Американцы помнят своих родных, любят рассказывать о предках, показывать фотографии, вспоминать, делиться, улыбаться, смахивать слезу, залезать на стул в поисках старых альбомов и писать мемуары. На кладбища они ходят очень редко. Но иногда ходят. Проходят по тихим аллеям, по аккуратным рядам, чинно стоят у памятников. На этих кладбищах хорошо медитировать, думать, отдыхать душой. Вокруг работают брызгалки, поливают траву. Кто-то подметает дорожки. Да не кто-то, а работники, за которых мы все платим. Ответственность за могилы лежит на общине. Каждый по отдельности может быть забыт. Мёртвые– не забыты. Даже если на кладбище уже лет пятьдесят никого не хоронили, за ним будут ухаживать. Американское кладбище – действительно смиренное кладбище. И это лёгкая память, прогулочная. Как пыль стряхнуть с фотоальбома.

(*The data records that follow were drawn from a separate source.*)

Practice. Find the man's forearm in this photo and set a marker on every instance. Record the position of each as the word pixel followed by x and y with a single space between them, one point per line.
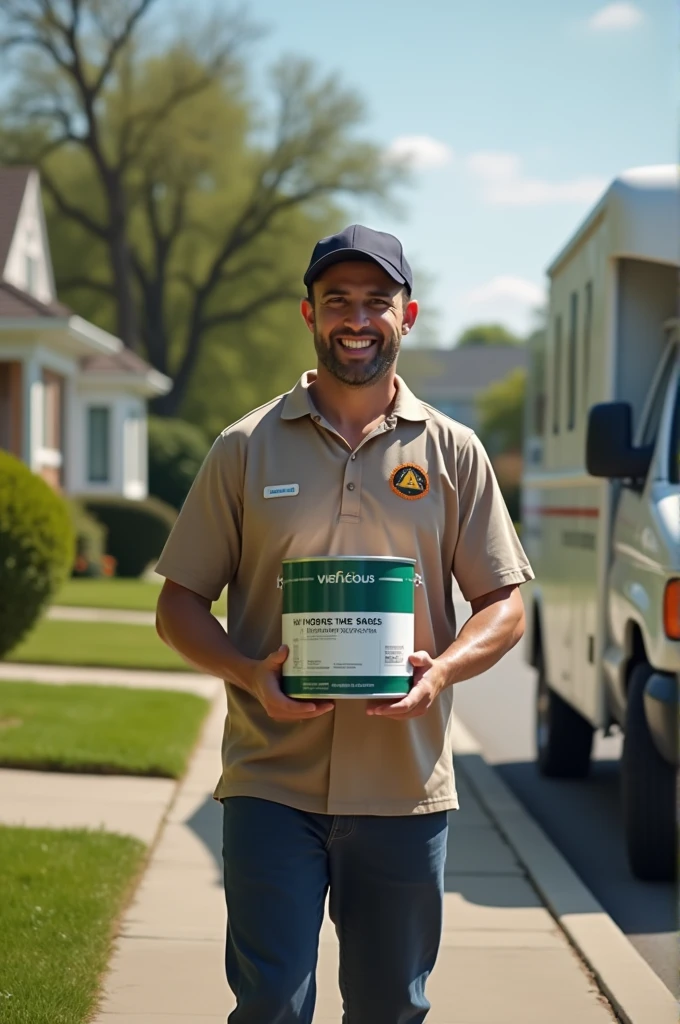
pixel 491 632
pixel 184 622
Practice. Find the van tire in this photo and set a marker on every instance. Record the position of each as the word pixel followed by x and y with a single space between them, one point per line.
pixel 647 787
pixel 563 737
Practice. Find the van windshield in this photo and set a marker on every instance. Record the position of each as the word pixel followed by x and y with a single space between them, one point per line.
pixel 675 440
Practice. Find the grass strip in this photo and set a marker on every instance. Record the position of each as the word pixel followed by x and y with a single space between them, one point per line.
pixel 128 595
pixel 108 645
pixel 98 729
pixel 61 894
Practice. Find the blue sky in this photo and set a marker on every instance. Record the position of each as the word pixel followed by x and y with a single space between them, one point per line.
pixel 515 115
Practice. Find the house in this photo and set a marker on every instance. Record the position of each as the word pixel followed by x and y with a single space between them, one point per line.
pixel 73 398
pixel 452 379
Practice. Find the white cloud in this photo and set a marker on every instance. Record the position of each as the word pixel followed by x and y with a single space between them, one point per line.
pixel 421 152
pixel 615 17
pixel 495 166
pixel 506 300
pixel 504 183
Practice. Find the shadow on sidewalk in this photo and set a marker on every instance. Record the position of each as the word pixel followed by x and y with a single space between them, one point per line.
pixel 206 823
pixel 583 819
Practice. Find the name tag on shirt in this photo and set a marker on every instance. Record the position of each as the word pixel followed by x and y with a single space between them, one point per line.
pixel 283 491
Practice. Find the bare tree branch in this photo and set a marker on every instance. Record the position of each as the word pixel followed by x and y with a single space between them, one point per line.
pixel 118 44
pixel 250 308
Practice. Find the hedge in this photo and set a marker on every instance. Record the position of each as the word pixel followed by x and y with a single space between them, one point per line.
pixel 90 542
pixel 36 548
pixel 137 529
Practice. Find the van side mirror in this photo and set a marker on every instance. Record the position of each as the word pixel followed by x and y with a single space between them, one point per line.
pixel 609 451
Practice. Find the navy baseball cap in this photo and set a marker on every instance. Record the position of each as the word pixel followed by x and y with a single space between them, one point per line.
pixel 359 243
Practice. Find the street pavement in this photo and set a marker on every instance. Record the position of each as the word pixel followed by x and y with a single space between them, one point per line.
pixel 495 923
pixel 582 817
pixel 504 960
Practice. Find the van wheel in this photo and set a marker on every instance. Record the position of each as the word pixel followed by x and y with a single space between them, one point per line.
pixel 563 737
pixel 647 785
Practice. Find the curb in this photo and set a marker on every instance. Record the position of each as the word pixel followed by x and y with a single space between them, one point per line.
pixel 636 993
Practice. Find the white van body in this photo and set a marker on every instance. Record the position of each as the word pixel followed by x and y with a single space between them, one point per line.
pixel 604 550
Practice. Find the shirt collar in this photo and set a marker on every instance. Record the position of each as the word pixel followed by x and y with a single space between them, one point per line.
pixel 298 401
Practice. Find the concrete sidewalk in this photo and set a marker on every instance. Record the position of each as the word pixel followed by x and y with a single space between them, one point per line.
pixel 503 960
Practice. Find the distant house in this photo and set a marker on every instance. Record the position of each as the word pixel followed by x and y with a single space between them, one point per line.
pixel 452 379
pixel 73 398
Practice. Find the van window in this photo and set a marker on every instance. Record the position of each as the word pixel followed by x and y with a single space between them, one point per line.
pixel 656 409
pixel 571 367
pixel 587 332
pixel 674 469
pixel 557 373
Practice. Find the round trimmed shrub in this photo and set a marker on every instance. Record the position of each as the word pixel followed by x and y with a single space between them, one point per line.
pixel 137 529
pixel 36 548
pixel 90 542
pixel 176 451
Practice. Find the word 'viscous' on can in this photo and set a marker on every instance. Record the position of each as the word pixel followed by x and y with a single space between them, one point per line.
pixel 348 623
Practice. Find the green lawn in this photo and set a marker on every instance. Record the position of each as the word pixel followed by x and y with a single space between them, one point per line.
pixel 114 645
pixel 108 729
pixel 61 893
pixel 131 595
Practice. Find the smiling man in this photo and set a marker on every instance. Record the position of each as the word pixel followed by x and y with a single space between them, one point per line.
pixel 346 799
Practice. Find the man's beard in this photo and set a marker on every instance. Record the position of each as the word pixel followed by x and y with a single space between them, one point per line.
pixel 357 374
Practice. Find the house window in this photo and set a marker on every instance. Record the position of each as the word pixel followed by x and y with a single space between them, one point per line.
pixel 571 368
pixel 98 444
pixel 557 373
pixel 587 332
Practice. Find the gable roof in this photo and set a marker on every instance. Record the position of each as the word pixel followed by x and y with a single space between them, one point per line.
pixel 112 368
pixel 12 186
pixel 125 361
pixel 15 303
pixel 443 372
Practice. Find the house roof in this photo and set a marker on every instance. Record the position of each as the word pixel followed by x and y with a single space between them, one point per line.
pixel 125 361
pixel 12 185
pixel 441 372
pixel 16 303
pixel 112 369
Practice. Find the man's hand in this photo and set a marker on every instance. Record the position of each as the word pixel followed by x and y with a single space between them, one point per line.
pixel 263 681
pixel 428 681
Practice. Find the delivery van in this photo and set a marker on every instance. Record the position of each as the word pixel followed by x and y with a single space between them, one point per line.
pixel 601 506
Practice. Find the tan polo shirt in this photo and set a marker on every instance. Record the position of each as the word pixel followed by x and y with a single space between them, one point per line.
pixel 227 531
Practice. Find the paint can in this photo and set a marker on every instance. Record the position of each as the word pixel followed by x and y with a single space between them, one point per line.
pixel 348 623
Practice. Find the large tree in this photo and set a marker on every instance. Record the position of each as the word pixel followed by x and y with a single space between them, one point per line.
pixel 174 202
pixel 502 413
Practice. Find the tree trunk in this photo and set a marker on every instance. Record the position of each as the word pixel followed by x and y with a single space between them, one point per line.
pixel 127 324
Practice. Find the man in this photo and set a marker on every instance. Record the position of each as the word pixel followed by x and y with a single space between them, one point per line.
pixel 350 798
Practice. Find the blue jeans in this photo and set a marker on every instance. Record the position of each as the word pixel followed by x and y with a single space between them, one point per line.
pixel 385 878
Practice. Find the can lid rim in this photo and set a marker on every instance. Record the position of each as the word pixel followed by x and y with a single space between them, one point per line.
pixel 349 558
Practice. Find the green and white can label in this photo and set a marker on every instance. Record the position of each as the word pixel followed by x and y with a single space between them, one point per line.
pixel 348 623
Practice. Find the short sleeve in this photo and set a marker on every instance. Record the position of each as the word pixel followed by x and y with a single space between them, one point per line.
pixel 487 553
pixel 204 548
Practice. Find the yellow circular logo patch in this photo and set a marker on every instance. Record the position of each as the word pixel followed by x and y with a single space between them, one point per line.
pixel 410 481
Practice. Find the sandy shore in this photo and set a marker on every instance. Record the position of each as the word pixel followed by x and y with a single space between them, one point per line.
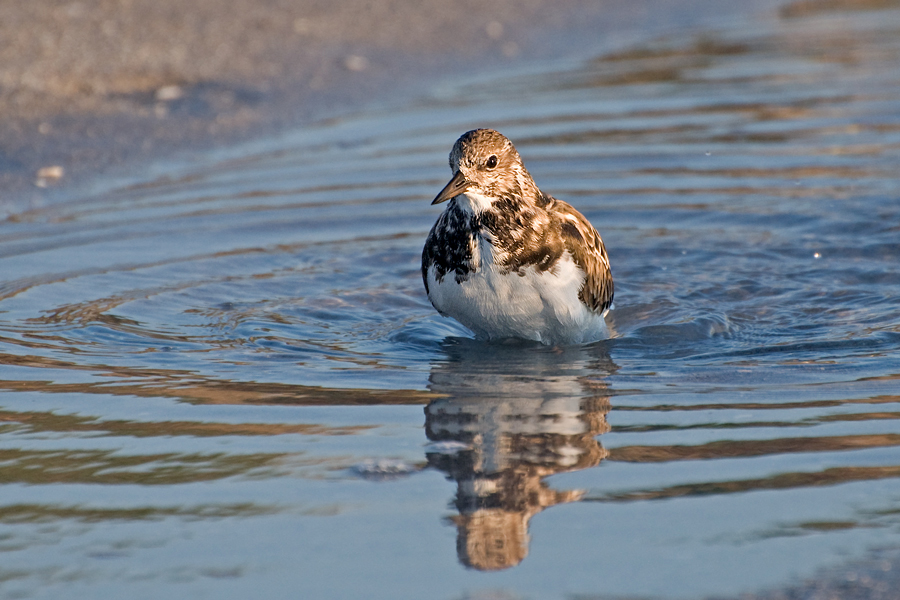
pixel 89 88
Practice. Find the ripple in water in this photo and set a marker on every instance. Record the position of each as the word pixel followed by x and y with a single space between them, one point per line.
pixel 246 342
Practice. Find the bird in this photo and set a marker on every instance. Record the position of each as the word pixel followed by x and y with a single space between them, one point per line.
pixel 509 261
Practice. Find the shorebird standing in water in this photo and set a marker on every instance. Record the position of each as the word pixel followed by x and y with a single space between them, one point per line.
pixel 508 261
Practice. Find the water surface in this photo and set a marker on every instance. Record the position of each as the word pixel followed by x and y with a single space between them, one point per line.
pixel 227 380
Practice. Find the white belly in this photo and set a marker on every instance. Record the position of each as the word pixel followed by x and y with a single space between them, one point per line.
pixel 540 306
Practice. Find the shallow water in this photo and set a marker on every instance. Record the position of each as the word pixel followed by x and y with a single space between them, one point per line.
pixel 227 381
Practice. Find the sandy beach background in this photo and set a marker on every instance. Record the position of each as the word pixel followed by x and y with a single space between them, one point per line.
pixel 88 88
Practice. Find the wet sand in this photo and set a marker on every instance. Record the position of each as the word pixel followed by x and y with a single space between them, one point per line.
pixel 88 89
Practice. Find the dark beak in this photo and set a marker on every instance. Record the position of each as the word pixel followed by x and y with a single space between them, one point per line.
pixel 453 189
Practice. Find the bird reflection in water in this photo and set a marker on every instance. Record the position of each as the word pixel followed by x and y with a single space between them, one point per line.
pixel 509 417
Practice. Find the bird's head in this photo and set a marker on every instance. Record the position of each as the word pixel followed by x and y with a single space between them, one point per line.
pixel 486 168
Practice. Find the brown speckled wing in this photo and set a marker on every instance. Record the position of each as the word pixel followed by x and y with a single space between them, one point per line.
pixel 584 244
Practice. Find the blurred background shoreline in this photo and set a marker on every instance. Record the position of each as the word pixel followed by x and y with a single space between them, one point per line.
pixel 91 90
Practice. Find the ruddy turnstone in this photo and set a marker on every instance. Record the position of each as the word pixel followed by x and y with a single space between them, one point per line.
pixel 508 261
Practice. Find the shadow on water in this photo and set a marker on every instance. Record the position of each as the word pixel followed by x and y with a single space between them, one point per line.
pixel 226 343
pixel 508 417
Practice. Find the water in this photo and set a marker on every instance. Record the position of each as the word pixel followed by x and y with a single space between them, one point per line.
pixel 226 380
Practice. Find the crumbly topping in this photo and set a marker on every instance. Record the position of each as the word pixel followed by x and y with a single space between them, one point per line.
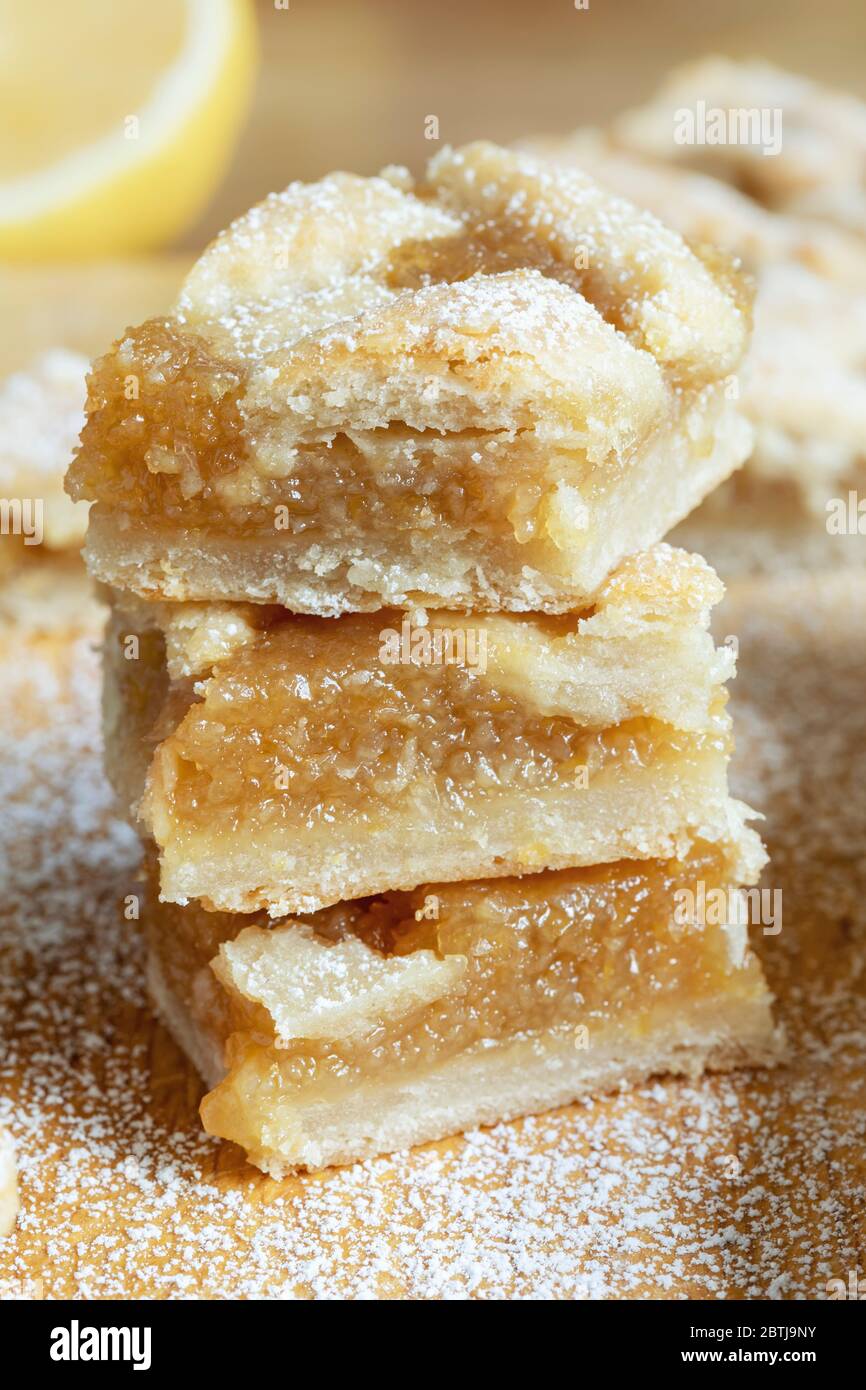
pixel 738 1186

К российской памяти надо прорубаться через бурелом с веником и ведром в руке. И не медитировать, аккуратно положив цветочек, а причитать, жаловаться, хвастаться и делиться, обметая паутину и пропалывая сорняки вокруг ограды. И знать, что если ты завтра заболеешь и не придёшь, тут всё придёт в упадок, заржавеет и осядет в землю. Не даёт кладбище забыть, не отпускает. Дорого стоит эта память, да не деньгами берёт, а потом, временем, силами.
Какие разные жизни! Какие разные смерти! Какие разные жизни после смерти. Какая разная история и разная правда. На кладбище многое становится понятно про страну и про народ. А где-то там, наверху, летают души, все одинаковые – что русские, что американские, и слушают. «И пусть не думают, что мёртвые не слышат, когда о них потомки говорят» (Н. Майоров).